During PSK recognition, the crystal structure of the AtPSKR1-PSK complex (PDB: 4Z63) shows that the two sulfotyrosines in PSK (chain P; TYS28-ILE29-TYS30-THR31-GLN32)-sTyr1 (TYS28) and sTyr3 (TYS30)-serve as the principal recognition anchors [37]. Their sulfate groups form a critical hydrogen-bond/salt-bridge network primarily with Lys508 at the receptor binding interface (chain A), assisted by other polar or charged residues such as Asn424, Glu511, and Arg349. Meanwhile, the ligand backbone packs against the island-domain β-strand composed of Phe503-Pro504-Phe505-Phe506-Met507-Lys508-Arg509-Asn510–Glu511, forming a stable antiparallel β-sheet [37]. This architecture enables high-affinity binding and induces allosteric rearrangements of the receptor ectodomain, thereby promoting receptor activation and recruitment of SERK co-receptors [38]. In L. chinense, we likewise observed a recognition geometry consistent with that of the AtPSK–AtPSKR1 complex: the sulfate groups of the two sulfotyrosines in PSK (sTyr; TYS72/TYS74) act as key electrostatic anchors that govern ligand positioning and stabilization within the receptor-binding pocket, suggesting that this ligand–receptor recognition framework is highly conserved evolutionarily. Nevertheless, whether L. chinense PSKR further recruits SERK co-receptors upon ligand binding to assemble an activated receptor complex remains to be validated through co-immunoprecipitation and in vivo interaction assays, structural determination, and/or genetic evidence (Supplementary Figure S4).
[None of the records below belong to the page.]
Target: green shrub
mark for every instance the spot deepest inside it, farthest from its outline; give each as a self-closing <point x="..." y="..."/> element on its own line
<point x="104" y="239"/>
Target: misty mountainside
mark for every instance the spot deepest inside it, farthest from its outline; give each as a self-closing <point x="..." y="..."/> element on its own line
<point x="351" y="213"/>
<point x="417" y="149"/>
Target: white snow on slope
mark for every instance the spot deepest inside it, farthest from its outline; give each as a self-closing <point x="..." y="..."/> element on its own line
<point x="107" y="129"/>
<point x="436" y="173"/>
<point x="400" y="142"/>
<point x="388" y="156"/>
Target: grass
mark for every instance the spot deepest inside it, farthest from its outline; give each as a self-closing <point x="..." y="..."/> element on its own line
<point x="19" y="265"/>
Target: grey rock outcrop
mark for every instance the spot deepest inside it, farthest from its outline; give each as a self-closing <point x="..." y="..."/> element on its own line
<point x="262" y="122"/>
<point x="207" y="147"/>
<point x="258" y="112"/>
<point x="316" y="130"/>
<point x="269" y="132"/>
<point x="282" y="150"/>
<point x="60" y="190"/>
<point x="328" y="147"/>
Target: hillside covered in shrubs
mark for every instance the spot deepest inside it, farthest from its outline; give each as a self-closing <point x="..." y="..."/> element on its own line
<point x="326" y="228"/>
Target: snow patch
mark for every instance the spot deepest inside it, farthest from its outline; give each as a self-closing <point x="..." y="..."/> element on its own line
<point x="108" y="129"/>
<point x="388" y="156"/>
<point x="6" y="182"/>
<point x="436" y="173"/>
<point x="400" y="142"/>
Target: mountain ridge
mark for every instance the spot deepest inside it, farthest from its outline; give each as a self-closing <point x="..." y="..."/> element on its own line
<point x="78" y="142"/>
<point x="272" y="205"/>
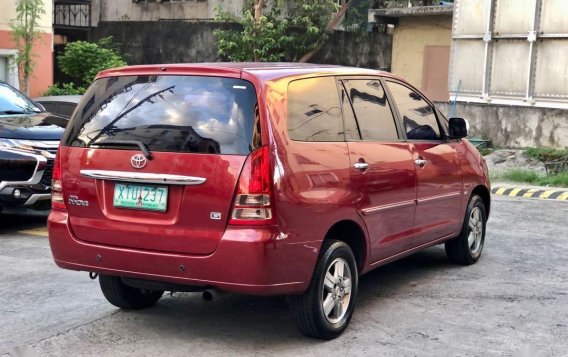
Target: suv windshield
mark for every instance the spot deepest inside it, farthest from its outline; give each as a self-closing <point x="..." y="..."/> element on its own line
<point x="167" y="113"/>
<point x="14" y="102"/>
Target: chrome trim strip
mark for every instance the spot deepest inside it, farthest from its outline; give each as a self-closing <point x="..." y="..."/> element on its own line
<point x="378" y="209"/>
<point x="143" y="177"/>
<point x="439" y="197"/>
<point x="37" y="197"/>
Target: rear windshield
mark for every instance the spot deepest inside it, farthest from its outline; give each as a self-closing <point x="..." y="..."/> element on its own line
<point x="190" y="114"/>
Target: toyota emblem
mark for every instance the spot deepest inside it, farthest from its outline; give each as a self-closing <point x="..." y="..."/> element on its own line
<point x="138" y="161"/>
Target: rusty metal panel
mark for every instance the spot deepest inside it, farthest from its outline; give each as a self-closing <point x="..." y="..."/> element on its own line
<point x="509" y="67"/>
<point x="514" y="16"/>
<point x="553" y="16"/>
<point x="470" y="17"/>
<point x="467" y="66"/>
<point x="435" y="72"/>
<point x="551" y="74"/>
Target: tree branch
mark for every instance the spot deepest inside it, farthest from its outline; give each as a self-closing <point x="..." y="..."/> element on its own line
<point x="331" y="25"/>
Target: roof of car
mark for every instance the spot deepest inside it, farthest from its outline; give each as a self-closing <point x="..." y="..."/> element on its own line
<point x="266" y="70"/>
<point x="59" y="98"/>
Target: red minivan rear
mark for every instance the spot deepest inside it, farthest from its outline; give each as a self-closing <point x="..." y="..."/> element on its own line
<point x="152" y="162"/>
<point x="163" y="175"/>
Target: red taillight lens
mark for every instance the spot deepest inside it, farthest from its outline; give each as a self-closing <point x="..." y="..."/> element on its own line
<point x="57" y="200"/>
<point x="253" y="204"/>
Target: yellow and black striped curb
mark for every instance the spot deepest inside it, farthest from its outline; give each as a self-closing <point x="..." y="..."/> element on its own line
<point x="561" y="195"/>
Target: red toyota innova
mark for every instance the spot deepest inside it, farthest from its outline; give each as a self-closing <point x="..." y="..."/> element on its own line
<point x="260" y="178"/>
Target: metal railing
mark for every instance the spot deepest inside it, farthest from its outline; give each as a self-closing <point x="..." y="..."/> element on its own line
<point x="72" y="14"/>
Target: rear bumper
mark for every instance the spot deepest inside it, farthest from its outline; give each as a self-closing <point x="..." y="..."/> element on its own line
<point x="249" y="261"/>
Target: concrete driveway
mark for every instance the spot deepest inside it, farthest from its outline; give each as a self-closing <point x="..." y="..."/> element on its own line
<point x="513" y="302"/>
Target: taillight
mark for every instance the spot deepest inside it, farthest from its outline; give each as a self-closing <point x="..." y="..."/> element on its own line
<point x="57" y="200"/>
<point x="253" y="202"/>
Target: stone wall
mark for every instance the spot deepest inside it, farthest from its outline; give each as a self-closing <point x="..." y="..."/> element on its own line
<point x="515" y="127"/>
<point x="146" y="42"/>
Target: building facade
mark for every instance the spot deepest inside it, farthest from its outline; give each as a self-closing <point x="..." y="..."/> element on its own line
<point x="42" y="76"/>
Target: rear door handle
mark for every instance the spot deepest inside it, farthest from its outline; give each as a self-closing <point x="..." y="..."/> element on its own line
<point x="361" y="166"/>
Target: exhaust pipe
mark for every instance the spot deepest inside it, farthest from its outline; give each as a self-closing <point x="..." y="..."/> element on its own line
<point x="211" y="294"/>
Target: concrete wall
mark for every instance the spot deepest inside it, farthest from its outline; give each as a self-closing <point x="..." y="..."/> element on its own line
<point x="127" y="10"/>
<point x="510" y="126"/>
<point x="411" y="36"/>
<point x="42" y="77"/>
<point x="183" y="41"/>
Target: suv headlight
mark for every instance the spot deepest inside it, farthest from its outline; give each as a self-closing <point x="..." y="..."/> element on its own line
<point x="18" y="144"/>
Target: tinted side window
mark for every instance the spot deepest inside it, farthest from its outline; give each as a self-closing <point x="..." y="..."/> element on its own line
<point x="314" y="112"/>
<point x="372" y="109"/>
<point x="191" y="114"/>
<point x="49" y="106"/>
<point x="418" y="117"/>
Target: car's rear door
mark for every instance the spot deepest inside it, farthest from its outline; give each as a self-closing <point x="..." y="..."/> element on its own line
<point x="198" y="131"/>
<point x="382" y="172"/>
<point x="439" y="177"/>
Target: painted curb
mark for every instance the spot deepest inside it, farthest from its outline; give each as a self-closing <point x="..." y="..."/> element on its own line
<point x="543" y="194"/>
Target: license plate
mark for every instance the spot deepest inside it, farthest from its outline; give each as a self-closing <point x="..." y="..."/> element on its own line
<point x="152" y="198"/>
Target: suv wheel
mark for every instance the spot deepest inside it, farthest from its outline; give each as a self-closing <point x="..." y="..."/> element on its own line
<point x="325" y="309"/>
<point x="126" y="297"/>
<point x="466" y="248"/>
In L. chinense, we identified two TPST copies, two PSK copies, one PSY, and two tandemly duplicated CIF genes. The promoter regions of all seven family members were generally enriched for anaerobic induction- and abscisic acid (ABA)-responsive cis-elements, suggesting that the TPST-sulfated peptide system may broadly participate in hypoxia-related stress responses and ABA-mediated signaling pathways. With the exception of LcPSK2 and LcPSY, the promoters of the remaining five genes contained methyl jasmonate (MeJA)-responsive elements, implying potential roles in defense- or stress-related pathways. Notably, only LcPSK2 showed specific enrichment of cis-elements associated with seed-specific regulation, palisade mesophyll cell differentiation, and endosperm expression, indicating that it may play a more specialized regulatory role in seed development and leaf tissue differentiation. The two tandemly duplicated CIF genes exhibited overall similar cis-element types and copy numbers; however, LcCIF1-1 additionally harbored nine circadian control–related elements. This divergence likely reflects de novo insertional changes in the promoter after gene duplication and/or differences in local chromatin context, thereby conferring potential regulatory differentiation in circadian-dependent expression.
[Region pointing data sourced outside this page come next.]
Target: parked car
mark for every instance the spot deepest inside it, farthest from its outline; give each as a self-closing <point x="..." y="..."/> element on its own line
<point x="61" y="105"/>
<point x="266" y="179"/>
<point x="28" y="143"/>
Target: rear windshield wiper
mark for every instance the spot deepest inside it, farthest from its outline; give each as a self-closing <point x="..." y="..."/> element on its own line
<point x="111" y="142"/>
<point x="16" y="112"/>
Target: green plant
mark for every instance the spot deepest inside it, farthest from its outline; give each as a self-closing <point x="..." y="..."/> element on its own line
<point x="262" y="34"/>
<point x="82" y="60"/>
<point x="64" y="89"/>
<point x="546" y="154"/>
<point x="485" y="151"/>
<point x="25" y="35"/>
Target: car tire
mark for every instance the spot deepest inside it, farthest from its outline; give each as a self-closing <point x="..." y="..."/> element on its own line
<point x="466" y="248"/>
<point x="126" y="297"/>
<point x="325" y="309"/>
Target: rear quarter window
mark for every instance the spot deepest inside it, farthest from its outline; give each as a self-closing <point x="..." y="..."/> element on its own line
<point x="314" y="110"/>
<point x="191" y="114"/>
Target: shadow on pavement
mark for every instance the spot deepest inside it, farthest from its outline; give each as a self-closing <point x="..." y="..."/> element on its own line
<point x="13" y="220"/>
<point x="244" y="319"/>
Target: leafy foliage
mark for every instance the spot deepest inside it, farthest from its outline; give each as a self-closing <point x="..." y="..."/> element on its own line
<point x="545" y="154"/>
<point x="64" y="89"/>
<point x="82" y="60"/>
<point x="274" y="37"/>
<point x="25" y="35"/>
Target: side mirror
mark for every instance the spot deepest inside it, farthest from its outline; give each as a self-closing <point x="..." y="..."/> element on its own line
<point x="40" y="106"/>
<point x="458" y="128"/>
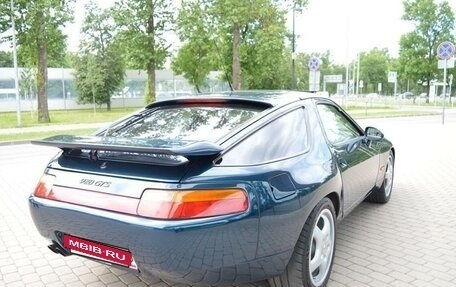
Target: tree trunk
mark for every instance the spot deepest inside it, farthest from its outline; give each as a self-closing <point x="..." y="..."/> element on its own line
<point x="108" y="102"/>
<point x="42" y="77"/>
<point x="236" y="57"/>
<point x="151" y="82"/>
<point x="150" y="92"/>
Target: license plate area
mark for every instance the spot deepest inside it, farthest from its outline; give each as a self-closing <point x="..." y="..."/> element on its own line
<point x="99" y="251"/>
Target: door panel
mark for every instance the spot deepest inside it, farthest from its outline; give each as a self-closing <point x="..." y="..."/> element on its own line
<point x="357" y="161"/>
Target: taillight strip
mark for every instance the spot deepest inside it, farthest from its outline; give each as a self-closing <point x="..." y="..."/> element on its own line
<point x="94" y="199"/>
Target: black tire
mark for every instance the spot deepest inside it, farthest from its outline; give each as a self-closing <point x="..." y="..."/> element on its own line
<point x="383" y="193"/>
<point x="313" y="239"/>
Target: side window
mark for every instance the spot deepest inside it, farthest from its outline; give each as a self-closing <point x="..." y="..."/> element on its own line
<point x="338" y="128"/>
<point x="284" y="137"/>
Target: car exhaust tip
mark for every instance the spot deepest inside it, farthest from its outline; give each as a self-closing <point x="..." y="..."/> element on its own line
<point x="56" y="248"/>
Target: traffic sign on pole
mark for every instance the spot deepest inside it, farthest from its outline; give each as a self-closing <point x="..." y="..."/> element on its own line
<point x="314" y="64"/>
<point x="445" y="50"/>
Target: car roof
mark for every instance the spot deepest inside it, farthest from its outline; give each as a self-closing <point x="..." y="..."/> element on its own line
<point x="263" y="98"/>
TPST, PSK, PSY, and CIF family members in L. chinense generally contain hormone and stress-responsive cis-elements, suggesting that they may collectively participate in the regulation of growth, development, and environmental adaptation. It should be noted, however, that cis-elements indicate only potential regulatory capacity, and their actual functions are strongly dependent on cell type and developmental context; even within the same organ, different cell populations may respond differently to the same signal. Therefore, these elements cannot be simply interpreted as evidence of uniform responses at the whole organ level. Differences in cis-element composition among family members further suggest regulatory partitioning and functional diversification.
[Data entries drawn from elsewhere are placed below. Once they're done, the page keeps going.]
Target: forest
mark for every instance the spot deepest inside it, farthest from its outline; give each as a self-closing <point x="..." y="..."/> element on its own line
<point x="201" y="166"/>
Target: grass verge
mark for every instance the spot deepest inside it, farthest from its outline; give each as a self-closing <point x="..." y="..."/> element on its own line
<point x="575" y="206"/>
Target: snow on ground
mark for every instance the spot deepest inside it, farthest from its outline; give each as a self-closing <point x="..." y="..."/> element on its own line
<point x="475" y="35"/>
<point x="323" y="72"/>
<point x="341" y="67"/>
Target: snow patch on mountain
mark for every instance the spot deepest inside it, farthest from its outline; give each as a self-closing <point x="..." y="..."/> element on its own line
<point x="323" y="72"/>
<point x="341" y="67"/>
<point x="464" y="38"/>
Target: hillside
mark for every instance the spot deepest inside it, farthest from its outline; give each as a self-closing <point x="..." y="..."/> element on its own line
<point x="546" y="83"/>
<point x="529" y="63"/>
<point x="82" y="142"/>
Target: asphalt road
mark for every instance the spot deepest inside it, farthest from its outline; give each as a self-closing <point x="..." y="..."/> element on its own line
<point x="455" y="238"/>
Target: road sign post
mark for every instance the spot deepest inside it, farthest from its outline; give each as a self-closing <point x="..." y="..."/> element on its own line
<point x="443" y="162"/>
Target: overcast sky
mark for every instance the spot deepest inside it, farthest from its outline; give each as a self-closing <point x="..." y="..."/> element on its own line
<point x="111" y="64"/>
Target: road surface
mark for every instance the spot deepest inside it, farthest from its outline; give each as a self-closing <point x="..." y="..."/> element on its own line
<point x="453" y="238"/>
Based on AlphaFold-based structural predictions and PyMOL-assisted docking analyses, the binding mode of LcTPST with LcPSK differed markedly from its docking patterns with LcPSY and LcCIF. In particular, interactions of LcTPST with LcPSY or LcCIF formed a distinctive yet highly consistent “sandwich-like” interface topology, a feature that may be associated with the physicochemical properties of PSY and CIF mature peptides, which are enriched in basic residues. Accordingly, we propose that LcPSY and LcCIF may follow similar recognition and catalytic modes during LcTPST-mediated sulfation. Notably, no RGF homologs were detected in the current L. chinense genome or transcriptome datasets; therefore, the molecular details of the TPST–RGF interaction interface remain to be resolved in other plant systems.
Previous studies have shown that TPST substrate recognition is closely associated with the local sequence environment surrounding the target tyrosine residue, with a preference for acidic residue-enriched regions. In particular, the N-terminal Asp–Tyr (DY) motif is regarded as an important feature for tyrosine sulfation in plant peptide precursors, and the presence of additional Asp/Glu residues around the target Tyr can further enhance TPST recognition and sulfation efficiency [24]. This feature is conserved in multiple classes of plant sulfated peptide precursors: PSY family precursors generally retain motifs related to tyrosine sulfation, members of the RGF/GLV/CLEL family share the characteristic Asp–Tyr signature also found in PSK and PSY, and CIF peptides contain an N-terminal Asp–Tyr motif required for sulfation [2,23,33,39]. Taken together, these observations suggest that TPST recognition of different sulfated peptide precursors may rely more on shared local sequence determinants than on the overall architecture of the peptide substrate.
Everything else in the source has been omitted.